К самому алтарю вела каменная лестница длиной в восемьсот ступеней. Центральный пролет назывался Путем Императора и лишь Сын Неба имел право подниматься по этим ступеням. Боковые лестницы предназначались для чиновников и назывались Путем Добродетели — они состояли из четырехсот ступеней и обрывались на полпути к алтарю.

Когда Император Лунань поднялся выше, то сотни гражданских и военных чиновников поклонились ему. До четырехсотой ступени государя сопровождали только два министра — один военный, а другой — гражданский. Поскольку в данный момент и Гу Юнь, и Янь-ван отсутствовали, эта честь выпала Цзян Чуну из Военного совета и Северо-западному командующему Шэнь И. Потом они тоже отвесили поклоны и дальше Император поднимался в одиночестве.

Вечно занятый Ли Фэн пренебрегал конными прогулками и стрельбой, поэтому торжественное императорское облачение казалось ему невероятно тяжелым — будто он с трудом преодолел аж три тысячи ступеней. Во время подъема ему неожиданно вспомнился один случай из юности.

Гу Юнь тогда вместе с людьми своего отца отправился на юг, чтобы разобраться с разбойниками, и вернулся с победой. Уже будучи наследным принцем, Ли Фэн вместе со своим отцом встречал возвратившиеся из похода огромное войско.

И прекрасно помнил, что, когда молодой генерал покидал столицу, то был невеждой и зазнайкой. Зато вернулся с поля боя он постаревшим сразу лет на десять. Черты его лица еще не отточило время, но из-за плохого зрения Гу Юнь постоянно щурился, его суровый взгляд напоминал лезвие гэфэнжэня и внушал ужас.

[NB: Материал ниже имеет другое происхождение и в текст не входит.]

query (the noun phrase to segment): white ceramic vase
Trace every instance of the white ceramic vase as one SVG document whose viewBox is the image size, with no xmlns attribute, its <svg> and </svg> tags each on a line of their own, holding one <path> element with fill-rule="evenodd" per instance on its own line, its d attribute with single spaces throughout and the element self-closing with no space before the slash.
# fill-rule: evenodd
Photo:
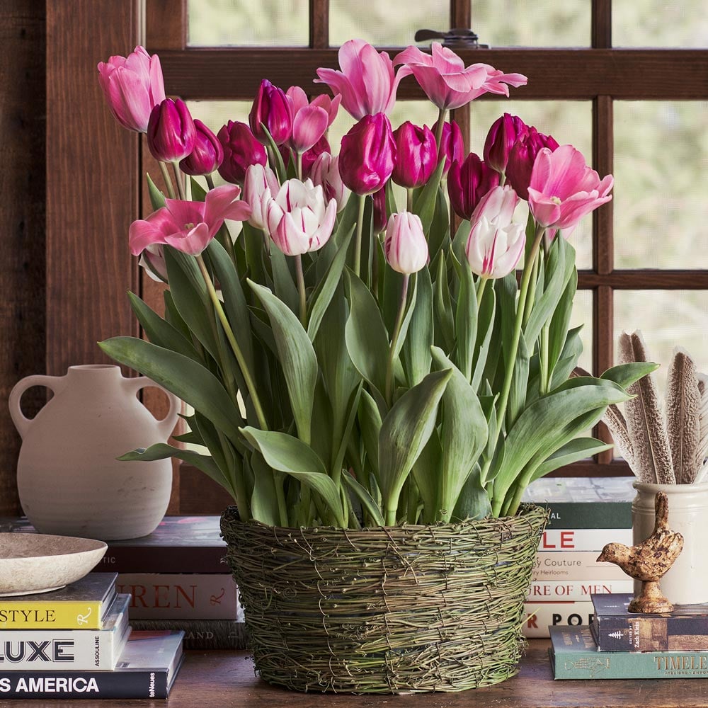
<svg viewBox="0 0 708 708">
<path fill-rule="evenodd" d="M 165 392 L 170 409 L 162 421 L 137 397 L 156 385 L 144 377 L 125 378 L 110 365 L 72 366 L 65 376 L 28 376 L 17 383 L 9 399 L 23 438 L 17 486 L 38 531 L 108 541 L 154 530 L 169 503 L 171 460 L 115 458 L 164 442 L 172 433 L 177 397 Z M 30 420 L 20 399 L 31 386 L 46 386 L 54 396 Z"/>
<path fill-rule="evenodd" d="M 675 605 L 708 603 L 708 552 L 705 529 L 708 523 L 708 483 L 646 484 L 634 482 L 636 496 L 632 503 L 634 544 L 644 541 L 654 529 L 654 498 L 666 493 L 668 525 L 683 536 L 683 550 L 659 581 L 661 590 Z M 639 589 L 635 581 L 635 591 Z"/>
</svg>

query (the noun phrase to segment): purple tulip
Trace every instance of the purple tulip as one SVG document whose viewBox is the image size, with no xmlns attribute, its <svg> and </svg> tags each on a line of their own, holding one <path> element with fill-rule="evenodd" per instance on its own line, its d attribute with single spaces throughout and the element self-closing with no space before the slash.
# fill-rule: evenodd
<svg viewBox="0 0 708 708">
<path fill-rule="evenodd" d="M 339 172 L 355 194 L 372 194 L 381 189 L 395 164 L 396 142 L 384 113 L 365 115 L 342 138 Z"/>
<path fill-rule="evenodd" d="M 422 128 L 406 120 L 394 131 L 396 166 L 391 178 L 401 187 L 421 187 L 438 166 L 435 137 L 427 125 Z"/>
<path fill-rule="evenodd" d="M 504 113 L 492 123 L 487 133 L 483 153 L 484 161 L 493 170 L 503 174 L 514 143 L 528 132 L 528 126 L 518 115 Z"/>
<path fill-rule="evenodd" d="M 233 184 L 243 184 L 246 171 L 251 165 L 268 163 L 266 149 L 253 137 L 246 123 L 229 120 L 217 134 L 224 149 L 224 159 L 219 174 Z"/>
<path fill-rule="evenodd" d="M 520 137 L 509 153 L 509 161 L 506 166 L 506 181 L 516 190 L 516 193 L 528 201 L 529 183 L 531 181 L 531 171 L 536 161 L 536 156 L 544 147 L 552 152 L 558 147 L 558 143 L 550 135 L 539 133 L 532 125 L 529 132 Z"/>
<path fill-rule="evenodd" d="M 183 101 L 165 98 L 150 113 L 147 147 L 156 160 L 178 162 L 193 149 L 197 131 Z"/>
<path fill-rule="evenodd" d="M 499 183 L 499 175 L 471 152 L 460 164 L 452 163 L 447 175 L 447 193 L 455 213 L 469 219 L 479 200 Z"/>
<path fill-rule="evenodd" d="M 292 134 L 292 103 L 285 92 L 274 86 L 267 79 L 261 82 L 258 92 L 249 114 L 249 122 L 256 139 L 266 144 L 268 129 L 273 142 L 282 145 Z"/>
<path fill-rule="evenodd" d="M 196 137 L 194 149 L 179 164 L 188 175 L 210 175 L 224 159 L 224 149 L 216 135 L 201 120 L 195 119 Z"/>
</svg>

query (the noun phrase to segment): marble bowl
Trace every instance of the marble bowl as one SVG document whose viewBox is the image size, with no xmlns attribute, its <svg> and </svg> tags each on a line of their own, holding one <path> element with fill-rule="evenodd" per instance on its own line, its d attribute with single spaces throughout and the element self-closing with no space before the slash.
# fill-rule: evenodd
<svg viewBox="0 0 708 708">
<path fill-rule="evenodd" d="M 103 557 L 103 541 L 36 533 L 0 533 L 0 596 L 58 590 Z"/>
</svg>

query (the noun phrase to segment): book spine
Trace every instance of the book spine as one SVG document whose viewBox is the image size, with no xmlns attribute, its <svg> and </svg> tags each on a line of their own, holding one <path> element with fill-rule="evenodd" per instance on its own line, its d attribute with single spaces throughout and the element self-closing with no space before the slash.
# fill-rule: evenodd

Он спешился и вместе с другими солдатами и генералами прокричал: «Да здравствует Император!» Его броня сияла на солнце подобно тому, как солнечные блики играют на рыбьей чешуе. За пределами дворца Ли Фэну редко дозволялось сопровождать отца-императора. Тогда он с завистью взирал на облаченного в броню Гу Юня. Пользуясь тем, что старый Аньдинхоу отвлекся на разговор с Императором, Гу Юнь вдруг вскинул голову и подмигнул наследному принцу. Ли Фэн тогда еще не совершил обряда совершеннолетия [10]. Они с улыбкой переглянулись.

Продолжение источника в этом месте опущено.